Halep Üçpınar'ın yarısıdır, yarasıdır

Üzerinde çalıştığım 100 yıllık bir hikaye var. 100 yıldır kanayan, zaman zaman kabuk bağlayan ama bir türlü iyileşmeyen yaradır. Bu hikayeyi ilk Aydın Ayhan Hoca'mdan duymuştum. Bir Çanakkale hikayesi olarak. Balıkesir'de bir dost meclisinde ziyaret sırasında tevafuk etmişti. Çanakkale hikayelerinin unutulup gitmesini engelleyen önemli bir isim. O dost meclisinde Aydın Hocam heyecanlı bir şekilde yeni bir hikaye duyduğunu anlattı. Herkes Üçpınarlı Ali hikayesini bilirdi. Ama bu hikaye daha enteresandı. Çanakkale savaşlarından memleketine dönen en son gazi 1950'li yıllarda geri dönmüş. Kayıtlara öyle geçmiştir. Fakat Aydın Hoca'mın verdiği bilgiye göre Çanakkale Savaşı'ndan memleketine en son dönen gazi 62 yıl sonrasını gösteriyordu.

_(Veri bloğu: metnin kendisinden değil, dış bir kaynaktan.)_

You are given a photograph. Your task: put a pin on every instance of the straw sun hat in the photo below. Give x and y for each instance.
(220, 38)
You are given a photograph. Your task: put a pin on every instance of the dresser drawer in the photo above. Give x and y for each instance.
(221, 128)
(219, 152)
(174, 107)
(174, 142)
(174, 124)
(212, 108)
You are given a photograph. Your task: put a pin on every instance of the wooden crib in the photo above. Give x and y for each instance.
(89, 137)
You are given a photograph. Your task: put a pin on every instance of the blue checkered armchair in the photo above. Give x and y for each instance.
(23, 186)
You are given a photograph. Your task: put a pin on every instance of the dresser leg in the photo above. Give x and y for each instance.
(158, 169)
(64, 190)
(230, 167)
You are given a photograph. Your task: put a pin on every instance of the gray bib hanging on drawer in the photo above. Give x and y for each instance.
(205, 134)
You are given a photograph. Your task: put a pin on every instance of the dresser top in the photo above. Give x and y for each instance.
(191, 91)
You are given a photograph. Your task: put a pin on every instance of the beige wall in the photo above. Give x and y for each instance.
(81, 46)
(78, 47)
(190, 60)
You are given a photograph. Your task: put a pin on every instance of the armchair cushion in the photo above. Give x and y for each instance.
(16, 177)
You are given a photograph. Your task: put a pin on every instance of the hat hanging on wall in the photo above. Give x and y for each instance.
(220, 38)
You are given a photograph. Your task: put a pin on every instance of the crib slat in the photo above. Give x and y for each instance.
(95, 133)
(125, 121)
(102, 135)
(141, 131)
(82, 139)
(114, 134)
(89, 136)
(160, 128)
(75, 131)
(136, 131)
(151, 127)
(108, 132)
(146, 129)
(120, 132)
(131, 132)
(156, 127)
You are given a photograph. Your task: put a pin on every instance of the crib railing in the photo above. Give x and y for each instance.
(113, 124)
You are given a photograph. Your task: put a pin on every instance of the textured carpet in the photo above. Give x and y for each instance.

Çok enteresan bir hikayeydi duyduğumda. Galiba yıl 2005-2006'lardı. Bu hikayeyi ilk duyduğumdan itibaren tek bir şey aklıma düştü; filmini yapmak. Bir Çanakkale filmi ki, Çanakkale ve 1. Dünya Savaşının 100 yıldır devam eden dramı gelecek nesillere ancak böyle aktarılabilir. Zaten hikayeyi ilk duyduğumdan itibaren bulunduğum ortamlarda anlatır oldum. Kim dinlediyse hep gözleri doldu. Hatta Yönetmen İsmail Güneş'e hikayeyi anlatıp Filmini çekmeyi düşündüğümü söylediğimde "En az 5 milyon Dolar gerekli' cevabı verdiğinde ona '5 milyon Dolar'ın 1 Dolar altında maliyeti çıksa bu filmi çektirmem' dediğimi hatırlıyorum.

Bu hikayenin filminden önce belgeselini yapıp hikayesini yazmak için geçen senelerde harekete geçtim. Hatta bunun da hikayesi farklı. Milletvekili Aday Adaylığım sırasında bizim Halit Çoban gençlik kollarında birlikte çalıştığı biri ile tanıştırayım dedi. Yolumuz Salı Pazarındaki tezgahlara düştü. Üçpınarlı Murat'ın tezgahına geçtik. Tanıştık, çay muhabbetinin ardından Üçpınarlı olduğundan Aydın Hoca'nın anlattığı Hikaye'yi sordum Murat'a. Önce çıkaramadı. Soru soru üzerine gidince Murat sonunda 'O benim dedem. Nenemin dedesi' dedi. Aslında araştırıp filmini yapmayı planladığım olayın gerçek manada içine düştüm. Sonrasında Murat ismini taşıdığı dedesi ile buluşturdu bizi. Hikayenin tanıklarından çünkü. Aynı zamanda Hikaye'nin kahramanı Recep Dede'nin torun damadı. Murat dede halen Üçpınar'da 'Yıllar sonra Arap Dede çıkmış gelmiş' dedikleri Recep Dedenin gelişine şahitlik yapmış tanıklardan. Hatta kaldığı sürece yeni aldığı traktörü ile Recep dedenin askere gitmeden önce çobanlık yaptığı yerlere işlediği tarlalara kadar getirip götüren şahitlerden.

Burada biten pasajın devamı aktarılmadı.